🤖 AI Summary
This work addresses the high inference latency of multi-view vision-language-action (VLA) models, which stems from the large number of visual tokens and hinders real-time robotic applications. Existing token pruning methods often overlook inter-view dependencies and task dynamics, leading to performance degradation. To overcome these limitations, we propose BFA++, a dynamic token pruning framework tailored for multi-view VLA models. BFA++ introduces a novel two-level importance prediction mechanism: it identifies task-relevant regions within each view to suppress noise and dynamically selects critical views across the multi-view input to eliminate redundancy, enabling task-aware efficient pruning.

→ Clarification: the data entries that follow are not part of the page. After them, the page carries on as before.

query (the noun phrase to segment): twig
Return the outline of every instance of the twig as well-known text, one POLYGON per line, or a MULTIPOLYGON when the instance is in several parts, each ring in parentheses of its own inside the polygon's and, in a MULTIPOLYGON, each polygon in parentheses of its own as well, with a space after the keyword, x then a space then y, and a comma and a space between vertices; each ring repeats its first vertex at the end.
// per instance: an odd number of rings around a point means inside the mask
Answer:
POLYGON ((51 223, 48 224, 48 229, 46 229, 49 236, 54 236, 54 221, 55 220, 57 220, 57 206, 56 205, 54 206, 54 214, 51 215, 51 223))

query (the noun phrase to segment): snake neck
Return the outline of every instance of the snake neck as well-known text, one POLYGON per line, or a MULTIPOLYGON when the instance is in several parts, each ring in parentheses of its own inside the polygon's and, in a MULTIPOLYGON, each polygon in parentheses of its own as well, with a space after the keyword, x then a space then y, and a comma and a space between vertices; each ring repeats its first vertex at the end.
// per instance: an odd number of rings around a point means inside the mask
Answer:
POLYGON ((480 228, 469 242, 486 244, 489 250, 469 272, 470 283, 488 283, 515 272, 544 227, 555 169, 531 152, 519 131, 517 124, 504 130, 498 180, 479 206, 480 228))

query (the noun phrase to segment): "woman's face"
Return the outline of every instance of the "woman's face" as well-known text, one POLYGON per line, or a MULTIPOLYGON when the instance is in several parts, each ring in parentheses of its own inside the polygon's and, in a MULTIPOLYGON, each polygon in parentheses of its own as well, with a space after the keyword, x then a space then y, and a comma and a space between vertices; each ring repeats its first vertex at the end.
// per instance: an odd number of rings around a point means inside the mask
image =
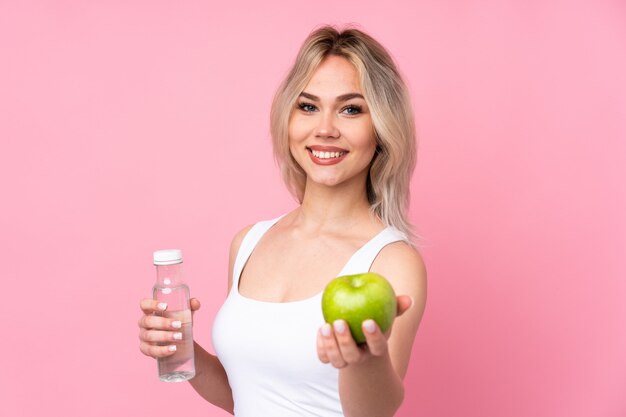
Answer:
POLYGON ((374 127, 357 70, 345 58, 324 59, 298 97, 289 149, 307 182, 365 184, 376 150, 374 127))

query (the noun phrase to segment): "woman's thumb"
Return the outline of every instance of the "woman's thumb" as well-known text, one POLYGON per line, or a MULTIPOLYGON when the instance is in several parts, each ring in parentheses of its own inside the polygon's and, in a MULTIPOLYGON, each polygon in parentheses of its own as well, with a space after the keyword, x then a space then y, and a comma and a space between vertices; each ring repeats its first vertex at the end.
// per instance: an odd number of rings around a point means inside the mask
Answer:
POLYGON ((189 300, 189 306, 191 307, 191 311, 196 311, 200 309, 200 301, 197 298, 192 298, 189 300))

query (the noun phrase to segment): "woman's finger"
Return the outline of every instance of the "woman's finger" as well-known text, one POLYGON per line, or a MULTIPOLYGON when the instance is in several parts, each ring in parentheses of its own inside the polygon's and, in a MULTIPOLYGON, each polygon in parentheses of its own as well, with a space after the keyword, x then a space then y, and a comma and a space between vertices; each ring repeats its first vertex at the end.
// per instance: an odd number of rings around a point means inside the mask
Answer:
POLYGON ((143 314, 152 314, 156 311, 167 310, 167 303, 152 298, 144 298, 139 302, 139 307, 143 314))
POLYGON ((182 327, 182 322, 161 316, 141 316, 138 325, 144 329, 175 330, 182 327))
POLYGON ((330 363, 337 369, 345 367, 347 363, 341 356, 331 325, 328 323, 324 324, 320 329, 320 334, 322 336, 324 350, 326 351, 330 363))
POLYGON ((150 343, 141 342, 139 344, 139 350, 146 356, 150 356, 152 358, 165 358, 167 356, 172 356, 176 353, 176 345, 167 345, 167 346, 157 346, 151 345, 150 343))
POLYGON ((387 338, 380 331, 376 322, 374 320, 365 320, 361 327, 370 353, 374 356, 385 354, 387 352, 387 338))
MULTIPOLYGON (((191 311, 199 310, 200 301, 197 298, 192 298, 189 300, 189 306, 191 307, 191 311)), ((144 298, 139 302, 139 307, 144 314, 152 314, 167 310, 167 303, 152 298, 144 298)))
POLYGON ((182 332, 170 332, 165 330, 139 330, 139 339, 148 343, 177 342, 183 339, 182 332))
POLYGON ((398 312, 396 316, 401 316, 408 309, 413 307, 413 298, 408 295, 399 295, 397 298, 398 312))
POLYGON ((336 320, 333 323, 333 329, 343 360, 347 364, 359 363, 363 353, 354 341, 347 323, 344 320, 336 320))
POLYGON ((324 339, 321 331, 317 332, 317 357, 322 363, 329 363, 328 355, 326 354, 326 348, 324 347, 324 339))

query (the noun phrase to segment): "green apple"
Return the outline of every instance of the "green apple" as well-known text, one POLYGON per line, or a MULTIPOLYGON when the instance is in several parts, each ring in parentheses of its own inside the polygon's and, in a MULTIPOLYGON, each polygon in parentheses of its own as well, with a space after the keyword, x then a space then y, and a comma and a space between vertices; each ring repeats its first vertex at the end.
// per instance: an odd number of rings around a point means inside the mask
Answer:
POLYGON ((363 321, 372 319, 381 331, 386 331, 396 317, 396 303, 391 284, 379 274, 366 272, 330 281, 322 294, 322 313, 330 324, 345 320, 354 340, 364 343, 363 321))

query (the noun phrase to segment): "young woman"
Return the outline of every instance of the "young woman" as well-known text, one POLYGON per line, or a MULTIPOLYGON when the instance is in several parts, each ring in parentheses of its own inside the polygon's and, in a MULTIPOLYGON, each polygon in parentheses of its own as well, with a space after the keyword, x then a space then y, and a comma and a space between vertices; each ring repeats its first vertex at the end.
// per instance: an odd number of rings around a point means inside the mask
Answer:
MULTIPOLYGON (((195 345, 194 389, 237 416, 392 416, 426 302, 406 218, 415 165, 407 89, 367 34, 323 27, 304 42, 271 111, 274 153, 300 205, 246 227, 230 249, 230 292, 213 325, 217 355, 195 345), (366 271, 398 296, 393 329, 324 323, 334 277, 366 271)), ((198 300, 192 300, 197 310, 198 300)), ((141 301, 140 349, 172 354, 171 320, 141 301)))

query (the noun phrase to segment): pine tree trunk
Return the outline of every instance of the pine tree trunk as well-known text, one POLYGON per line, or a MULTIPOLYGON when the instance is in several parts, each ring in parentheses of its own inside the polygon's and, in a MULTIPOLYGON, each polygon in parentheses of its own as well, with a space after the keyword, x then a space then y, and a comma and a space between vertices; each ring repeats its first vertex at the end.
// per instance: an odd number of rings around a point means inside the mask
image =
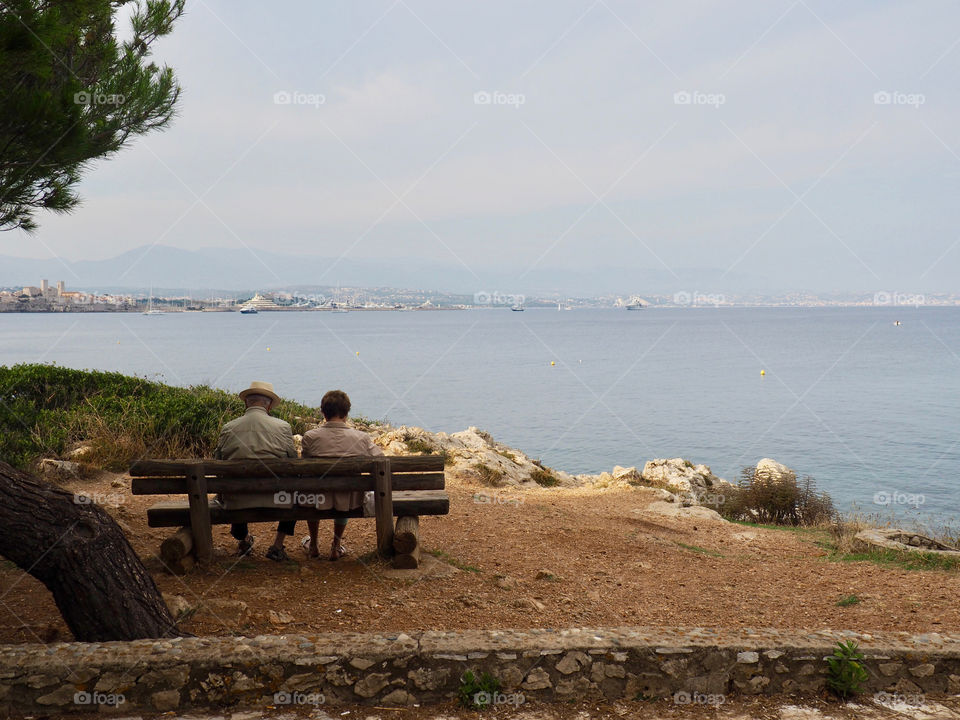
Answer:
POLYGON ((79 641, 180 634, 156 583, 113 518, 4 462, 0 555, 47 586, 79 641))

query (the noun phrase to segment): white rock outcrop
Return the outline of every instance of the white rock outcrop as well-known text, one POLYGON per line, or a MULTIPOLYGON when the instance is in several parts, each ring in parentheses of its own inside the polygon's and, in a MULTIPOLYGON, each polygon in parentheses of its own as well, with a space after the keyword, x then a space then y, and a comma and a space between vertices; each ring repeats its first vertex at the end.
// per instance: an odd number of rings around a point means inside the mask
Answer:
POLYGON ((775 485, 783 482, 792 483, 796 479, 797 473, 794 470, 770 458, 763 458, 757 463, 753 477, 755 483, 773 483, 775 485))
MULTIPOLYGON (((634 511, 637 512, 637 511, 634 511)), ((709 522, 725 523, 726 520, 716 510, 700 507, 697 505, 683 506, 679 503, 665 502, 657 500, 650 503, 642 510, 643 513, 653 513, 664 517, 674 518, 694 518, 696 520, 707 520, 709 522)))
POLYGON ((386 429, 375 442, 390 455, 443 454, 447 458, 448 473, 483 485, 505 487, 536 483, 576 487, 581 484, 572 475, 545 467, 475 427, 448 435, 404 425, 386 429))
POLYGON ((650 460, 643 466, 641 478, 645 485, 664 488, 694 504, 728 484, 714 475, 709 466, 694 465, 683 458, 650 460))

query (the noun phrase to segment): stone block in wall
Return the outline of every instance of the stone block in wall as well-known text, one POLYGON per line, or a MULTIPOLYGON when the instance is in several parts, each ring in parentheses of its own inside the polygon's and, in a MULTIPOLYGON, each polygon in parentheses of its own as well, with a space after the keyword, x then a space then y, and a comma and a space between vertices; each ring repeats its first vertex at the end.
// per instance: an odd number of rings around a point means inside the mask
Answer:
MULTIPOLYGON (((519 674, 519 670, 517 672, 519 674)), ((437 668, 436 670, 417 668, 408 672, 407 677, 413 681, 418 690, 439 690, 450 678, 450 668, 437 668)))
POLYGON ((673 693, 669 680, 660 673, 628 674, 624 697, 627 700, 667 697, 673 693))

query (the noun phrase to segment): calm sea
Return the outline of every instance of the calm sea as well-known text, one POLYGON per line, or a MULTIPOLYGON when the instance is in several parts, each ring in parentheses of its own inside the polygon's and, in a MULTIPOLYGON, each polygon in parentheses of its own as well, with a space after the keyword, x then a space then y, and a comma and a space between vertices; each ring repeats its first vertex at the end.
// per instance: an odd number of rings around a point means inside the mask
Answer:
POLYGON ((17 362, 268 380, 310 405, 341 388, 571 473, 680 456, 733 480, 772 457, 842 509, 960 526, 960 309, 2 314, 17 362))

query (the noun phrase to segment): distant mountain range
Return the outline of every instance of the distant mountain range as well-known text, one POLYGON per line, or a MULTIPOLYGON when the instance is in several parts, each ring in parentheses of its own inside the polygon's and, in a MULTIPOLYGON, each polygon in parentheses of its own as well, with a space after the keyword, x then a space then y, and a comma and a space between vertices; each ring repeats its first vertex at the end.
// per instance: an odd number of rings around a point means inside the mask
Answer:
POLYGON ((63 280, 69 289, 124 292, 154 288, 184 290, 202 296, 211 291, 270 290, 294 286, 391 287, 437 290, 473 295, 476 292, 534 293, 564 296, 605 294, 672 294, 678 291, 727 290, 777 292, 771 278, 735 273, 723 287, 716 269, 677 270, 677 279, 665 270, 607 267, 576 270, 508 265, 467 268, 461 264, 420 258, 352 259, 285 255, 264 250, 200 248, 184 250, 144 245, 105 260, 69 261, 58 258, 24 259, 0 256, 0 287, 51 284, 63 280))

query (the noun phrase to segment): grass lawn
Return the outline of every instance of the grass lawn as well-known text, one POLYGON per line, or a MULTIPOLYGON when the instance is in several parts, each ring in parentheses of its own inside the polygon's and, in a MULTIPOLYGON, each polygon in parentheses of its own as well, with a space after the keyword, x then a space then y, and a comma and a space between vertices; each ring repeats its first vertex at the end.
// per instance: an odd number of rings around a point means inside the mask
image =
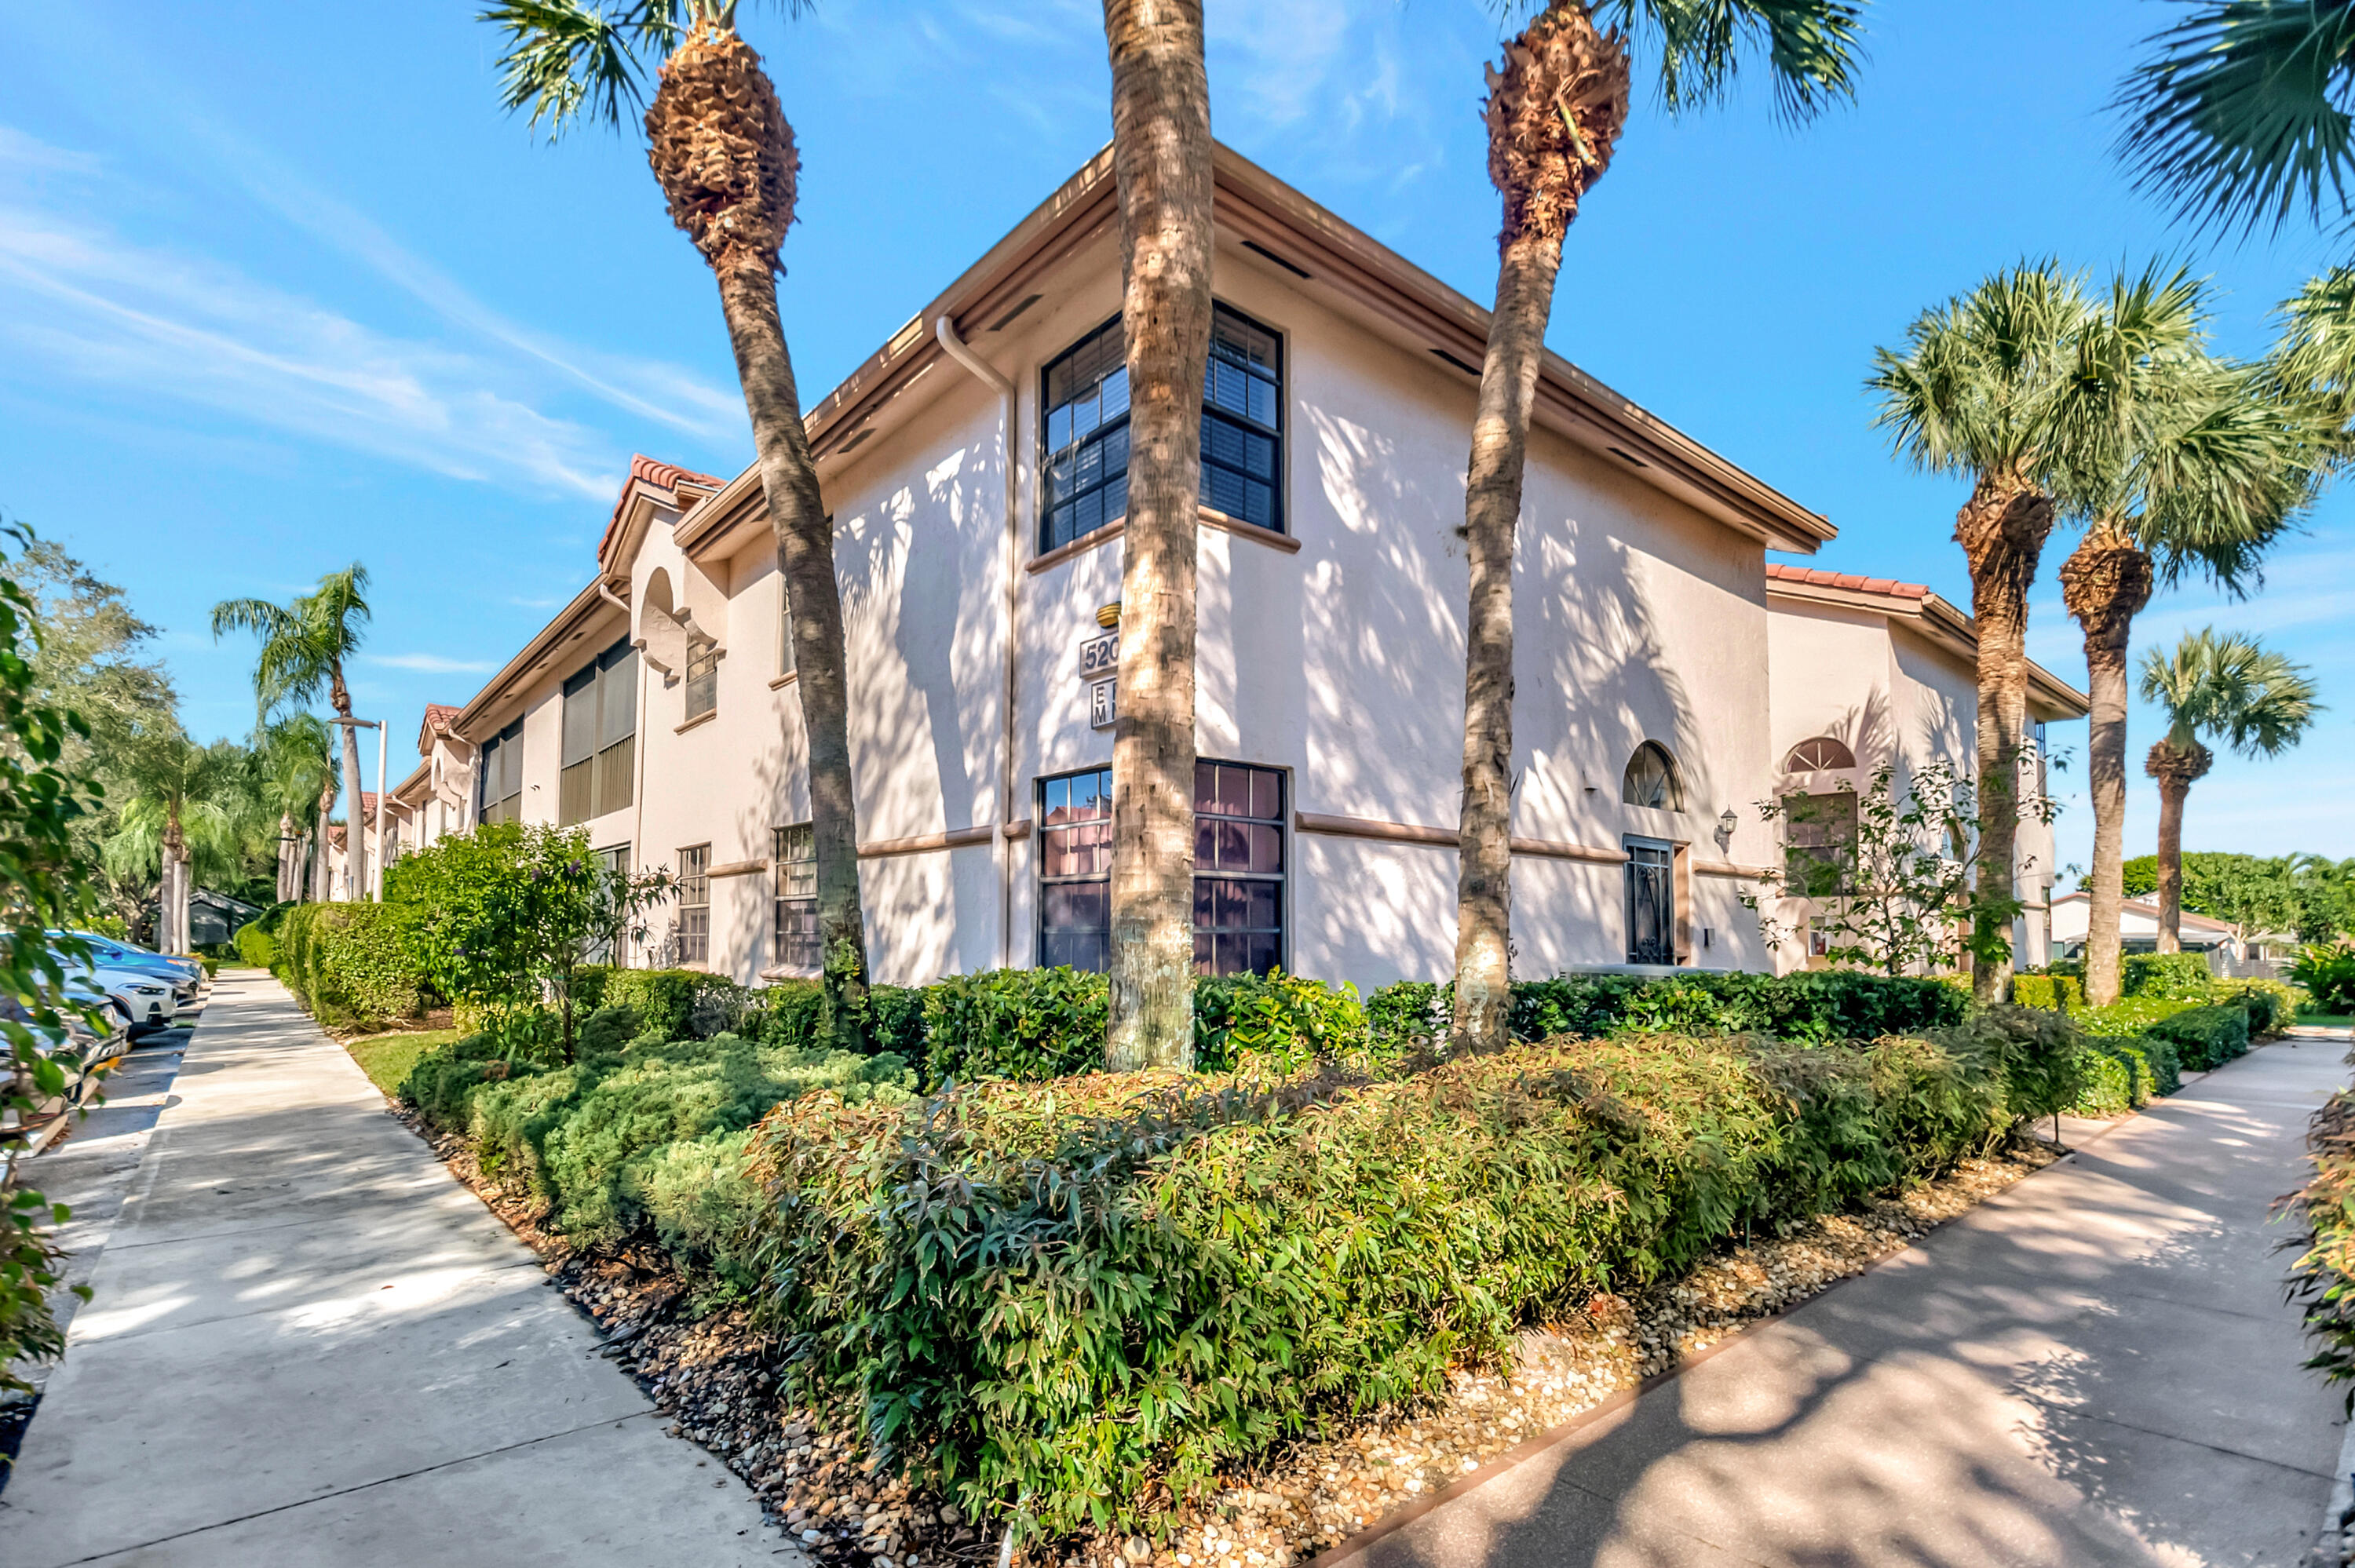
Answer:
POLYGON ((417 1058, 436 1045, 447 1045, 458 1038, 454 1029, 415 1029, 406 1033, 364 1034, 357 1040, 344 1042, 344 1049, 368 1075, 368 1082, 384 1091, 388 1099, 400 1094, 400 1081, 409 1076, 409 1069, 417 1065, 417 1058))
POLYGON ((2318 1023, 2325 1029, 2346 1029, 2355 1027, 2355 1013, 2301 1012, 2294 1022, 2298 1023, 2318 1023))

Experiments demonstrate that BFA++ improves task success rates by approximately 10% over baselines on both RoboTwin and real-world robotic tasks, while achieving 1.8× and 1.5× speedups on π0 and RDT models, respectively.
📝 Abstract
Vision-Language-Action (VLA) models have achieved significant breakthroughs by leveraging Large Vision Language Models (VLMs) to jointly interpret instructions and visual inputs. However, the substantial increase in visual tokens, particularly from multi-view inputs, poses serious challenges to real-time robotic manipulation. Existing acceleration techniques for VLMs, such as token pruning, often result in degraded performance when directly applied to VLA models, as they overlook the relationships between different views and fail to account for the dynamic and task-specific characteristics of robotic operation. To address this, we propose BFA++, a dynamic token pruning framework designed specifically for VLA models. BFA++ introduces a hierarchical pruning strategy guided by two-level importance predictors: an intra-view predictor highlights task-relevant regions within each image to suppress spatial noise, while an inter-view predictor identifies critical camera views throughout different manipulation phases to reduce cross-view redundancy. This design enables efficient token selection while preserving essential visual cues, resulting in improved computational efficiency and higher manipulation success rates. Evaluations on the RoboTwin benchmark and real-world robotic tasks demonstrate that BFA++ consistently outperforms existing methods. BFA++ improves the success rate by about 10% on both the {\pi}0 and RDT models, achieving speedup of 1.8X and 1.5X, respectively. Our results highlight that context-sensitive and task-aware token pruning serves as a more effective strategy than full visual processing, enabling faster inference and improved manipulation accuracy in real-world robotic systems.